Complete Project Gutenberg Works of George Meredith eBook

This eBook from the Gutenberg Project consists of approximately 10,116 pages of information about Complete Project Gutenberg Works of George Meredith.

Complete Project Gutenberg Works of George Meredith eBook

This eBook from the Gutenberg Project consists of approximately 10,116 pages of information about Complete Project Gutenberg Works of George Meredith.

Her heart was weak that night.  She hovered above it, but not so detached as to scorn it for fawning to one—­any one—­who would offer her and her mother a cover from scorn.  And now she exalted Dudley’s generosity, now clung to a low idea of a haven in her father’s wealth; and she was unaware, that the second mood was deduced from the first.  She did know herself cowardly:  she had, too, a critic in her clear head, to spurn at the creature who could think of purchasing the world’s respect.  Dudley’s generosity sprang up to silence the voice.  She could praise him, on a review of it, for delicacy, moreover; and the delicacy laid her under a more positive obligation.  Her sense of it was not without a toneless quaint faint savour of the romantic, that her humour little humorously caught at, to paint her a picture of former heroes of fiction, who win their trying lady by their perfection of good conduct on a background of high birth; and who are not seen to be wooden before the volume closes.  Her fatigue of sleeplessness plunged her into the period of poke-bonnets and peaky hats to admire him; giving her the kind of sweetness we may imagine ourselves to get in the state of tired horse munching hay.  If she had gone to her bed with a noble or simply estimable plain image of one of her friends in her heart, to sustain it, she would not have been thus abject.  Skepsey’s discoloured eye, and Captain Dartrey’s behaviour behind it, threw her upon Dudley’s generosity, as being the shield for an outcast.  Girls, who see at a time of need their ideal extinguished in its appearing tarnished, are very much at the disposal of the pressing suitor.  Nesta rose in the black winter morn, summoning the best she could think of to glorify Dudley, that she might not feel so doomed.
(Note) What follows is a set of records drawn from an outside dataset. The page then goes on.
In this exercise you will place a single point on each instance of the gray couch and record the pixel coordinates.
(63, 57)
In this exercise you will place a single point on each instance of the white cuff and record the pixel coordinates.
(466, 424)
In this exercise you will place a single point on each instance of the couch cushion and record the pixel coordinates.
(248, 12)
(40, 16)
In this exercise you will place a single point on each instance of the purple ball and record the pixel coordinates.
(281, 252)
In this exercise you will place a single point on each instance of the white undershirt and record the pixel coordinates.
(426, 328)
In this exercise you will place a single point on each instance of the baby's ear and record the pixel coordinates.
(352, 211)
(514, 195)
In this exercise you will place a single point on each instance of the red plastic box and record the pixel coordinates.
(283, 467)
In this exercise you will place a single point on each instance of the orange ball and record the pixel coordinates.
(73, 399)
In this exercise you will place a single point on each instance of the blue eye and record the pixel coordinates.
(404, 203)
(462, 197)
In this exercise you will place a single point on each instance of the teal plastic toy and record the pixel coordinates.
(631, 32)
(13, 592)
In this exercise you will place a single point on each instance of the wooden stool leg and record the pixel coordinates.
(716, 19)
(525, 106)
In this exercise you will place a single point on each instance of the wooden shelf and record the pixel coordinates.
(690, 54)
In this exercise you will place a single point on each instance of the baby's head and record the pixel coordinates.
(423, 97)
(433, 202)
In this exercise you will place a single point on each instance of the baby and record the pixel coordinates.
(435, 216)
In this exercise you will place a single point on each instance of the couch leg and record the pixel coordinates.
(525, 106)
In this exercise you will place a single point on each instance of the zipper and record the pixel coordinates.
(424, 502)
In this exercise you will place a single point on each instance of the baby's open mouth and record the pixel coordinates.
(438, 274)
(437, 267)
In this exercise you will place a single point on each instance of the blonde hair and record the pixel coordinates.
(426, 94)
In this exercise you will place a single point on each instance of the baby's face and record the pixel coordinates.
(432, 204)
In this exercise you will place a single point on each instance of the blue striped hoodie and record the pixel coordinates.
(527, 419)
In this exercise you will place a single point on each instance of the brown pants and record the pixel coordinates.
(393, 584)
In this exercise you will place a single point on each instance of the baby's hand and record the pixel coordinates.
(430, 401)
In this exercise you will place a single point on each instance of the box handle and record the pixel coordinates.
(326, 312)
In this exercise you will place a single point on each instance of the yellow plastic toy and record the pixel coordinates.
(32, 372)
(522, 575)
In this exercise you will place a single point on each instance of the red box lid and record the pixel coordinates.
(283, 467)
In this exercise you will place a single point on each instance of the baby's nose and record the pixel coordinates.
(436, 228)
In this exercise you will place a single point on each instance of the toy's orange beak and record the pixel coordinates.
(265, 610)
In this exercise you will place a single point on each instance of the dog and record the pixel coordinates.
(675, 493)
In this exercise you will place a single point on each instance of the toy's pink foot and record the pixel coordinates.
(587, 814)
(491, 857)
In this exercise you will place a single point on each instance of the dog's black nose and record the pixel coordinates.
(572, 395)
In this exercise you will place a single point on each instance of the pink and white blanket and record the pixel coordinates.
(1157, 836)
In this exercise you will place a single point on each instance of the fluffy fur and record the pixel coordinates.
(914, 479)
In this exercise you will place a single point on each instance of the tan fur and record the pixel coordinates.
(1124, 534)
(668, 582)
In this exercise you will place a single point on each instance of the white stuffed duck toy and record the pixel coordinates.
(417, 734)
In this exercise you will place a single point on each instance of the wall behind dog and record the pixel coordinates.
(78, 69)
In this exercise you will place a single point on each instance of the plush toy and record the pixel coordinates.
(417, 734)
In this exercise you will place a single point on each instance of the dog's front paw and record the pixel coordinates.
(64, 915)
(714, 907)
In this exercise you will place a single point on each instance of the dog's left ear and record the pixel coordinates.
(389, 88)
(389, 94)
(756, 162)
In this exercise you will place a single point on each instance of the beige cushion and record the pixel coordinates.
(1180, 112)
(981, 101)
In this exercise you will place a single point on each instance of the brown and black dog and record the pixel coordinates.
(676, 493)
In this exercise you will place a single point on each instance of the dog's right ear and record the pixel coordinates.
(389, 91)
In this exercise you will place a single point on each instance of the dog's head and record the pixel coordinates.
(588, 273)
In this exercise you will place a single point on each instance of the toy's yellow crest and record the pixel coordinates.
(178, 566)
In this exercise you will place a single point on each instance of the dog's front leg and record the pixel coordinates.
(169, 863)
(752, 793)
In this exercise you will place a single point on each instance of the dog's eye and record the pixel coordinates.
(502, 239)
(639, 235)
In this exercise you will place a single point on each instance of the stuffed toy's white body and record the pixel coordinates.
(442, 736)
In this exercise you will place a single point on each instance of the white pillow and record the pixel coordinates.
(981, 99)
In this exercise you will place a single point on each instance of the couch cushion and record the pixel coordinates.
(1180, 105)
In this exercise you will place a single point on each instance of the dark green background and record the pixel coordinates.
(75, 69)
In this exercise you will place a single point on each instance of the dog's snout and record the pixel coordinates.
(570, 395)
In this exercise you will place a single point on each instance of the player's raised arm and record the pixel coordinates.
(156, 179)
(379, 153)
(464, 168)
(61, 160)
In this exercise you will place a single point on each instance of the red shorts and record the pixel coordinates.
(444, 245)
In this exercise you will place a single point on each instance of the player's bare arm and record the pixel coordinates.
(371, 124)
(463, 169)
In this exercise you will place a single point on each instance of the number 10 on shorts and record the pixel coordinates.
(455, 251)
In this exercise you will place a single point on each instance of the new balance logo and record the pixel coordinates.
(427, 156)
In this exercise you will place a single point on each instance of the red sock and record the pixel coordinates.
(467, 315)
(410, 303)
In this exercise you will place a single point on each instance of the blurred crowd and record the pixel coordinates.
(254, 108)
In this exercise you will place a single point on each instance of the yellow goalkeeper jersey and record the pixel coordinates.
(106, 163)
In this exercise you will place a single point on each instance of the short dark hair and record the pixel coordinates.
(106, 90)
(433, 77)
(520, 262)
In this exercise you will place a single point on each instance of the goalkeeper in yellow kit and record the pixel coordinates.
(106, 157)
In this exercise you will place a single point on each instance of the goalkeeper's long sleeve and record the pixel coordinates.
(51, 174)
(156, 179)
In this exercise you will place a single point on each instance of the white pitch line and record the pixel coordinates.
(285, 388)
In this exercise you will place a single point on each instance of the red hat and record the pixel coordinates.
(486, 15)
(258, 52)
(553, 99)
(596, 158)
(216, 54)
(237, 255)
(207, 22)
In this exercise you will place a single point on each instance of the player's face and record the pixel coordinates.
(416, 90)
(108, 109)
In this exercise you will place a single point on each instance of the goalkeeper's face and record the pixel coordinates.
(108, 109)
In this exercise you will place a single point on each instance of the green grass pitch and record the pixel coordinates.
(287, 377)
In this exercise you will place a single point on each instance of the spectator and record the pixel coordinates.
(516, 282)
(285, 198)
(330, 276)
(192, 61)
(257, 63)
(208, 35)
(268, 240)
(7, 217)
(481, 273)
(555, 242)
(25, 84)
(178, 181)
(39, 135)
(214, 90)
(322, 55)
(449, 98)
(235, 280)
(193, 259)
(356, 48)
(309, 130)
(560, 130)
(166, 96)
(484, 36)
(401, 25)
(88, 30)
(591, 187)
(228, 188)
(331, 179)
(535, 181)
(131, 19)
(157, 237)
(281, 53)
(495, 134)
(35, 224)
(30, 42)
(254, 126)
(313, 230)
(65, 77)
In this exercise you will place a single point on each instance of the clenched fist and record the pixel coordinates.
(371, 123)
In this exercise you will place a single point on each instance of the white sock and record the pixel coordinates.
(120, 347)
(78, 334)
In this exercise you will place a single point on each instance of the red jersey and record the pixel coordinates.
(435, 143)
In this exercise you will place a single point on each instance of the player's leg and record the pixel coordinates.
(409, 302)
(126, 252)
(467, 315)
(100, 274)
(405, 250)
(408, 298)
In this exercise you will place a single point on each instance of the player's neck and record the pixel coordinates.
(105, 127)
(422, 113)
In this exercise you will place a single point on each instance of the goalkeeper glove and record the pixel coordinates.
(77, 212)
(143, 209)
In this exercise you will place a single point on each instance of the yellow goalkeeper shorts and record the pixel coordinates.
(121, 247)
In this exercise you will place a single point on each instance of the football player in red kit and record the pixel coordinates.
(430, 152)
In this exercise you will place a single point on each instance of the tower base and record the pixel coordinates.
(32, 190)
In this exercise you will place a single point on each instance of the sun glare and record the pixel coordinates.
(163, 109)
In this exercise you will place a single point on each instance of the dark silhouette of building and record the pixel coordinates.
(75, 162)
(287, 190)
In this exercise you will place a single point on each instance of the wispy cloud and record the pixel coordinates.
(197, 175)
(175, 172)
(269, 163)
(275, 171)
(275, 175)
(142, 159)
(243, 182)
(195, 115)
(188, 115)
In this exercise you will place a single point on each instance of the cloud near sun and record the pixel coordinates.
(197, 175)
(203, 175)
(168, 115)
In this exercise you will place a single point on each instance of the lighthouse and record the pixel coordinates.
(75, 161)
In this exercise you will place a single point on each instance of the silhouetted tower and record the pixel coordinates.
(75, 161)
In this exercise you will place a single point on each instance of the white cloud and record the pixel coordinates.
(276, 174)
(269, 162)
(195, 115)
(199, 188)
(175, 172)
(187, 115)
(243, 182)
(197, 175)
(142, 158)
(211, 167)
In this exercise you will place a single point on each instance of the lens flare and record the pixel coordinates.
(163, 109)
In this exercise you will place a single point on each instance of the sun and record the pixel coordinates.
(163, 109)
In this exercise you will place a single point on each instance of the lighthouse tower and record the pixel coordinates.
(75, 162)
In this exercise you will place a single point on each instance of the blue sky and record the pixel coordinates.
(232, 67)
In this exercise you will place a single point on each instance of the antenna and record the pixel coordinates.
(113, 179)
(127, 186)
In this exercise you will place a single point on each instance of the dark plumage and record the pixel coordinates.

According to an agreement overnight, she went to the bedroom of Dorothea and Virginia, to assure them of her having slept well, and say the good-bye to them and their Tasso.  The little dog was the growl of a silken ball in a basket.  His mistresses excused him, because of his being unused to the appearance of any person save Manton in their bedroom.  Dorothea, kissing her, said:  ’Adieu, dear child; and there is home with us always, remember.  And, after breakfast, however it may be, you will, for our greater feeling of security, have—­she has our orders—­Manton—­your own maid we consider too young for a guardian—­to accompany you.  We will not have it on our consciences, that by any possibility harm came to you while you were under our charge.  The good innocent girl we received from the hands of your father, we return to him; we are sure of that.’

Nesta said:  ‘Mr. Sowerby promised he would come.’

‘However it may be,’ Dorothea repeated her curtaining phrase.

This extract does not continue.